Wednesday, August 26, 2009

O buraco que ficou

Antes que Nicole partisse pela última vez da casa de Leonardo, ele quis deixar uma recordação sua com ela.

- Toma, esse é o meu preferido.

- Não vai ter dedicatória?

- Ah, é claro, espera aí que eu vou fazer.

Enquanto ele escrevia, ela andava pela sua casa olhando tudo que não veria jamais. O sofá-cama aberto em frente a televisão, a estante com os mesmos DVDs, o baleiro, o desodorante e a foto da outra mulher que o abraçava.

- Toma, espero que goste.
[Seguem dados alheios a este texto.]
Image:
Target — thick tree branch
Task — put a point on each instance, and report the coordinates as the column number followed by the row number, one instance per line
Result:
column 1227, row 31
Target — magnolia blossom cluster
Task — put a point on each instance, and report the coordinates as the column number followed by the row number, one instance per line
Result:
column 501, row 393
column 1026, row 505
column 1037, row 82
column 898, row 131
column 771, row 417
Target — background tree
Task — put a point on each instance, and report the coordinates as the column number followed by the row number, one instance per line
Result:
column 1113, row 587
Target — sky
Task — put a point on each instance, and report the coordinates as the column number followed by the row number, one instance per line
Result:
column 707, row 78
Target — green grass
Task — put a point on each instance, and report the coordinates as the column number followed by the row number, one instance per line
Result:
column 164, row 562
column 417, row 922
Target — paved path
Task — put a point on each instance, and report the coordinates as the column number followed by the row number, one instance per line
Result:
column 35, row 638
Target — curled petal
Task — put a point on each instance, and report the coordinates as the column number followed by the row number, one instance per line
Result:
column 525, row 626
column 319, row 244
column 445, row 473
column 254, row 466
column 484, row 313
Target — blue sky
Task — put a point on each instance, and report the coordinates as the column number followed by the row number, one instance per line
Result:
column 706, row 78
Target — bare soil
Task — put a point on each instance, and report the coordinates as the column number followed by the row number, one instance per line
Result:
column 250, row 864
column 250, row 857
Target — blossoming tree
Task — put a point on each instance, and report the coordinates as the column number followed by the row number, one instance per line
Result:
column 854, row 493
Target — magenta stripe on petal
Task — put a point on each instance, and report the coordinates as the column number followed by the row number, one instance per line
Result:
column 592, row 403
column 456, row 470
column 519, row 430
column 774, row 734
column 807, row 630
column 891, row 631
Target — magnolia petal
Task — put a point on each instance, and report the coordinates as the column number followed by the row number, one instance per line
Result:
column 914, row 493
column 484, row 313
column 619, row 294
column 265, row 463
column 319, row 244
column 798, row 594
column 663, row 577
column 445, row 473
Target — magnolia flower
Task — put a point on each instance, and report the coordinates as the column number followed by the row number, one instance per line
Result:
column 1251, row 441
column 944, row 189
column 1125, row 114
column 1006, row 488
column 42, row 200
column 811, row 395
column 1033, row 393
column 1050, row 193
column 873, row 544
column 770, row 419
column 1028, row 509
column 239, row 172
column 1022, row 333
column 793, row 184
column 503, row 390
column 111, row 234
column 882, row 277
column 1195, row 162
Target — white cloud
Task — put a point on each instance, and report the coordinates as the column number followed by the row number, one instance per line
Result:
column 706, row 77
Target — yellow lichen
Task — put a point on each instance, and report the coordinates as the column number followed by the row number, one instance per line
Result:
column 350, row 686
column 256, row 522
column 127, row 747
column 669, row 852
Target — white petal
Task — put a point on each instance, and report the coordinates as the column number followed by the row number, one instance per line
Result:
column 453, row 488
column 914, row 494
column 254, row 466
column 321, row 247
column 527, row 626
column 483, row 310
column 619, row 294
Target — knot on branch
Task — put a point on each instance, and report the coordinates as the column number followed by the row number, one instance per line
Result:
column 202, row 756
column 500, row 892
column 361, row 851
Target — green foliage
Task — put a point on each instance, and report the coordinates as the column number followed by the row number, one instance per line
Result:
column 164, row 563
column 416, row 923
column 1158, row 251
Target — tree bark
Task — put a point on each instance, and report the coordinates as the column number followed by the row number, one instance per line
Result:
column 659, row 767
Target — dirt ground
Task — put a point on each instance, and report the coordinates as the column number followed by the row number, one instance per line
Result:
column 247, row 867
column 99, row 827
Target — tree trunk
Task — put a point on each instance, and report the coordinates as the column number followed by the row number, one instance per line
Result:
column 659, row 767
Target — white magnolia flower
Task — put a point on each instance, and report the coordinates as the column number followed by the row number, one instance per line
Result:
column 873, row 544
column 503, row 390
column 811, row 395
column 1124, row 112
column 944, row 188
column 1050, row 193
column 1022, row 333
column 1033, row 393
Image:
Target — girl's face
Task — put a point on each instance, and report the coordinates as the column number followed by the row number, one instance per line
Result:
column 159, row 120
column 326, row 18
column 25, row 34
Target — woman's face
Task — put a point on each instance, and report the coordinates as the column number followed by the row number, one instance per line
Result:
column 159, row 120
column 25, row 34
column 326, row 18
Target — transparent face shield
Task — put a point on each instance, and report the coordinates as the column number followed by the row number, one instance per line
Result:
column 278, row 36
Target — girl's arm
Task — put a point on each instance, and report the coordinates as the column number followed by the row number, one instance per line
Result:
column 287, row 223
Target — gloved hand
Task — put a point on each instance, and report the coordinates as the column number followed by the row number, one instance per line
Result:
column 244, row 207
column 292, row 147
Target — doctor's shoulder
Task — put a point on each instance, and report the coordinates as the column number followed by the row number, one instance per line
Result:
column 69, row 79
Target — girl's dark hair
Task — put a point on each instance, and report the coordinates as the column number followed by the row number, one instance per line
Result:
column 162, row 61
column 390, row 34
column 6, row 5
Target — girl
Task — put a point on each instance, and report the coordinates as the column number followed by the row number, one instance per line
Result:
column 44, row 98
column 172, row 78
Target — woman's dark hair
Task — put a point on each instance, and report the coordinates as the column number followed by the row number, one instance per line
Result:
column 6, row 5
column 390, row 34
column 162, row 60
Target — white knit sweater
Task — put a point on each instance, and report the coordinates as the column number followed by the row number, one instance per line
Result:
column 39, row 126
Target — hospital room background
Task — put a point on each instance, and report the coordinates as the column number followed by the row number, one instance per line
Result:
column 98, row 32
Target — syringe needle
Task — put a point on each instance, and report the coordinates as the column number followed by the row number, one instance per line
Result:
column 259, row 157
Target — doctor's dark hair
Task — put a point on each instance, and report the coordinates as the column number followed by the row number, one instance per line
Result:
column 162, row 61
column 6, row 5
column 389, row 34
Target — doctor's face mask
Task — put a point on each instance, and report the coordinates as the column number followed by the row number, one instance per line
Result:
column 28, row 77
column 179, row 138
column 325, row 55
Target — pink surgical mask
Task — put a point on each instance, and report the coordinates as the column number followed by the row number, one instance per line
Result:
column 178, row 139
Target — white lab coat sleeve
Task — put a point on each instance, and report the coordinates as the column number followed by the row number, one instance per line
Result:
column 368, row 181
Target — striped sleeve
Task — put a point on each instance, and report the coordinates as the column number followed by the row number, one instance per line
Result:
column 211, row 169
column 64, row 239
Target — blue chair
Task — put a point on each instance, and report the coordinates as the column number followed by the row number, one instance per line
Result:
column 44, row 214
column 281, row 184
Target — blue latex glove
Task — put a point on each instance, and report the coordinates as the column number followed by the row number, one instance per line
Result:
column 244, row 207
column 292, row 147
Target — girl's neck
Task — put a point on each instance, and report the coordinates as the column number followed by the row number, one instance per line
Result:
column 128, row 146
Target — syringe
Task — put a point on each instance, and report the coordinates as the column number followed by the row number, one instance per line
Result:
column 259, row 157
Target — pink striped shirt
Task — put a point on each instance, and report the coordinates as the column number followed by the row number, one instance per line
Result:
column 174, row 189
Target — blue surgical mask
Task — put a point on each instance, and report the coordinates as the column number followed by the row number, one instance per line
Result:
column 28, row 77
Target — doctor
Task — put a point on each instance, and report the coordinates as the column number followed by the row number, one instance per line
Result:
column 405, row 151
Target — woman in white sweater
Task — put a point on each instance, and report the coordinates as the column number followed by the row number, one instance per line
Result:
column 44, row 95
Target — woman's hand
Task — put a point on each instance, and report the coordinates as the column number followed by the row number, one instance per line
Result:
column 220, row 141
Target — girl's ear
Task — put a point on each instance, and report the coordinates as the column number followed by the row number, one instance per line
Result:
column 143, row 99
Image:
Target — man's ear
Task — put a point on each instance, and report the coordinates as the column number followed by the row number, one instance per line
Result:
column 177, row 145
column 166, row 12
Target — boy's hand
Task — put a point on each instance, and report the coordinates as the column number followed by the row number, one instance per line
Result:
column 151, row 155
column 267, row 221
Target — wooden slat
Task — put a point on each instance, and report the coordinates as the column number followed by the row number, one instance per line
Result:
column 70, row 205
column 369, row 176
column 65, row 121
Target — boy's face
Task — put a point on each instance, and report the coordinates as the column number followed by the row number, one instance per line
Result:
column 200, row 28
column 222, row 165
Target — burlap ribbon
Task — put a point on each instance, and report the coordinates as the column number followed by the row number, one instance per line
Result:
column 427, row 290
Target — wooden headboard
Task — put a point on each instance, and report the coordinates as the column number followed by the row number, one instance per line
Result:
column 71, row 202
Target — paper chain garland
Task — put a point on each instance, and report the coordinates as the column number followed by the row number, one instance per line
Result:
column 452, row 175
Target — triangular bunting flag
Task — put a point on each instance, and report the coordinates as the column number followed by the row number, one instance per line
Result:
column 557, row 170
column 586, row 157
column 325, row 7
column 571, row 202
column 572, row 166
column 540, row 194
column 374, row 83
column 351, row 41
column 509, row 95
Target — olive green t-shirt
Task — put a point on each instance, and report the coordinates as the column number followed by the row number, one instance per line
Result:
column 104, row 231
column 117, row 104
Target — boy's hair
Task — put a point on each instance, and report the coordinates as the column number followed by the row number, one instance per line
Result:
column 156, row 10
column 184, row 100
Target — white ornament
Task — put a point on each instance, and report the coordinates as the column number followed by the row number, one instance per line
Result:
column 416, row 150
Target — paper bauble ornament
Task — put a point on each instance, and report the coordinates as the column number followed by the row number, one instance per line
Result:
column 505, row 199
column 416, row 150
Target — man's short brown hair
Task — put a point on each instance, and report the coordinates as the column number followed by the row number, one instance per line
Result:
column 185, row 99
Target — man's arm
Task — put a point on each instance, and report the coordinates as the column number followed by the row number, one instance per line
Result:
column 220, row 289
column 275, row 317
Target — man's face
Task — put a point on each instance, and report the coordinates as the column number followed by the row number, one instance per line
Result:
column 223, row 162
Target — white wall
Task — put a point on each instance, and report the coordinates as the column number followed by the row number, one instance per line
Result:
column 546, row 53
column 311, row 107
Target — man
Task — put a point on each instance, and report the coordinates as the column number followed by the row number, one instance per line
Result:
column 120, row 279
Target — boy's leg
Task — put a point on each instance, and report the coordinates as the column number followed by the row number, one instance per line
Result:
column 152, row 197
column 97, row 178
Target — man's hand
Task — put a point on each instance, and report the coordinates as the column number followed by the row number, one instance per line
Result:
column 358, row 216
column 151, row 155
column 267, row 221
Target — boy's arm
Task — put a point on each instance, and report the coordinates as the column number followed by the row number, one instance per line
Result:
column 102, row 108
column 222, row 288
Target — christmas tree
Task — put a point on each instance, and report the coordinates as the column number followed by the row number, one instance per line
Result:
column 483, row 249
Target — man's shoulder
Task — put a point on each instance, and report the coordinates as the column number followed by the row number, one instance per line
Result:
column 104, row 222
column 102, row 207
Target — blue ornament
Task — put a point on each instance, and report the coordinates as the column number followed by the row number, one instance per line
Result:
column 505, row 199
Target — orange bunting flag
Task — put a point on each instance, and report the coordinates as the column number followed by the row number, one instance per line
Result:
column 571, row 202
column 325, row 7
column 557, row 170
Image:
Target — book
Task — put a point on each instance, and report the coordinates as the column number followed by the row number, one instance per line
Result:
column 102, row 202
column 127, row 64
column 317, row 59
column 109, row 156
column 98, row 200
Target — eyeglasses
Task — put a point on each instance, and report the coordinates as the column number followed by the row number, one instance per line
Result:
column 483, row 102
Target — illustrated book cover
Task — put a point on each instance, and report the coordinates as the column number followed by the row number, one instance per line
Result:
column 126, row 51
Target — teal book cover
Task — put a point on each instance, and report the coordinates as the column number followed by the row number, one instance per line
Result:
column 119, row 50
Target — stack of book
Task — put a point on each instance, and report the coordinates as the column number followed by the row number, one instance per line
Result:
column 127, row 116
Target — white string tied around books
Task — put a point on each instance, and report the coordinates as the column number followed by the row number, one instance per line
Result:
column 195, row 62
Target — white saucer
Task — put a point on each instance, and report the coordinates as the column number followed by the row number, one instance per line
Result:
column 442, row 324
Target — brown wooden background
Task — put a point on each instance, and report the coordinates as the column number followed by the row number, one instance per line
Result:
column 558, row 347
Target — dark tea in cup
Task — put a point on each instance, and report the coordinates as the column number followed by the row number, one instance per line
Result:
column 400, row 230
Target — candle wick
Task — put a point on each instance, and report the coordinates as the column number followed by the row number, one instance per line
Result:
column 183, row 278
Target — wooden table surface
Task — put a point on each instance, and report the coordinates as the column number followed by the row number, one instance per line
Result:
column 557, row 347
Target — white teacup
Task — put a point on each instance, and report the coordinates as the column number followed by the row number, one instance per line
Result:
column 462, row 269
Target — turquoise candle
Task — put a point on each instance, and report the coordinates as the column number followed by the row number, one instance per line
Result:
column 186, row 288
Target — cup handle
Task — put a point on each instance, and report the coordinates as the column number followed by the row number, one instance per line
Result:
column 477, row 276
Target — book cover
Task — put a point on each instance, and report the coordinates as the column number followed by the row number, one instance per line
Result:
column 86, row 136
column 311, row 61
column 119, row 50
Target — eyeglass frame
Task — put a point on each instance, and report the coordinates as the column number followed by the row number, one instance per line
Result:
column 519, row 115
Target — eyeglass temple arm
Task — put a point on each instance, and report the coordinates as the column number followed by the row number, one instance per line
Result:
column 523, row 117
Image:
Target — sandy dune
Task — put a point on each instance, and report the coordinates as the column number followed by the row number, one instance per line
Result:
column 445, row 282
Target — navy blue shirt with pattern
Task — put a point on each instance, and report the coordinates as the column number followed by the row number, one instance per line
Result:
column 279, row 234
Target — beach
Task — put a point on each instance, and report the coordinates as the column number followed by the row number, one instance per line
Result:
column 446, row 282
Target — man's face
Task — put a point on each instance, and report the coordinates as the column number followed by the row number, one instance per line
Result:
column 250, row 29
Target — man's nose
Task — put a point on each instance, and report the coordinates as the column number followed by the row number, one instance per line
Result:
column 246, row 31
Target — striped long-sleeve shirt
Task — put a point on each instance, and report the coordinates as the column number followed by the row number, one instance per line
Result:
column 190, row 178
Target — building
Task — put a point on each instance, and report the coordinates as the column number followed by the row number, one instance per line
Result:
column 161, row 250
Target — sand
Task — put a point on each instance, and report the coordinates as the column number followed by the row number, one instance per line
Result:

Nicole não via nenhuma verdade nos seus olhos, o que ela via era um alívio que dizia baixinho: vá logo. E foi-se.

No caminho para casa sentia-se aliviada também. Aquilo tudo era ilusão. Faltava muito em Leonardo. Nicole tinha certeza.

Leu a dedicatória do livro mais uma vez e a achou tão genérica... “te dou este livro porque é o meu preferido...”, palavras pobres em uma letra bonita. Nicole preferiu virar outras páginas. O predileto de Leonardo ficou na estante acumulando poeira. Ela tinha horror e medo de abri-lo e encontrar aquela dedicatória sem sal.

Quando ela deixou a casa dele se sentiu tão aliviada, onde se encontrava essa sensação agora? Pensava nele descuidadamente. Parece que o tempo desbotou sua razão.

Numa madrugada de insônia, levantou-se da cama e ficou parada de frente para a estante de livros encarando o “preferido”. De impulso, retirou o livro com violência e foi direto para a dedicatória. Nada tinha mudado. Aquelas palavras continuavam ridículas. Pôs-se a lê-lo.

Primeiro capítulo, nada. Segundo, nada, terceiro, quarto, quinto, sexto... nada. Não é que Nicole procurava respostas no livro? Foi se envolvendo, gostando do enredo e algumas respostas começaram a aparecer. Encontrou até seu personagem. Que decepção! Nicole era um buraquinho. Sim, esse era seu papel no livro. Ficou chateada com a comparação que ela mesma fez. Será que ele pensava assim? Pode ser, mas nesse caso a história é dele. E Nicole será um buraquinho que não foi escavado suficientemente.

7 comments:

Cristiano d'Alcântara said...

Demoiselle,

confesso que seus textos revelam muito da sua essência. Que eles ecoem e sejam verdadeiros da mesma forma que suas risadas sonoras e suas palmas tão características e que te fazem única.

Bjo e espere que encontre um vento que balance sua alma e refresque seus sentidos.

Carina said...

Obrigada, Cris!
Ando a espera de um vendaval hehe

beijos

Lo said...

Vendaval? Deu na meteorologia que vai ventar muito em Ouro Preto em setembro...

Carina said...

aaaeeee dona lô! saudade da senhorita!

Isabela said...

As vezes os buraquinhos escondem grandes segredos...é o que dizem os arqueologos!

Carina said...

Os arqueólogos têm razão!

schwenck said...

tampar o buraco é sempre dificil, mesmo que a gente nao se lembre dele ou queira com muita força tampar.
E uma hora, a gente cai nele de novo se nao toma muito cuidado.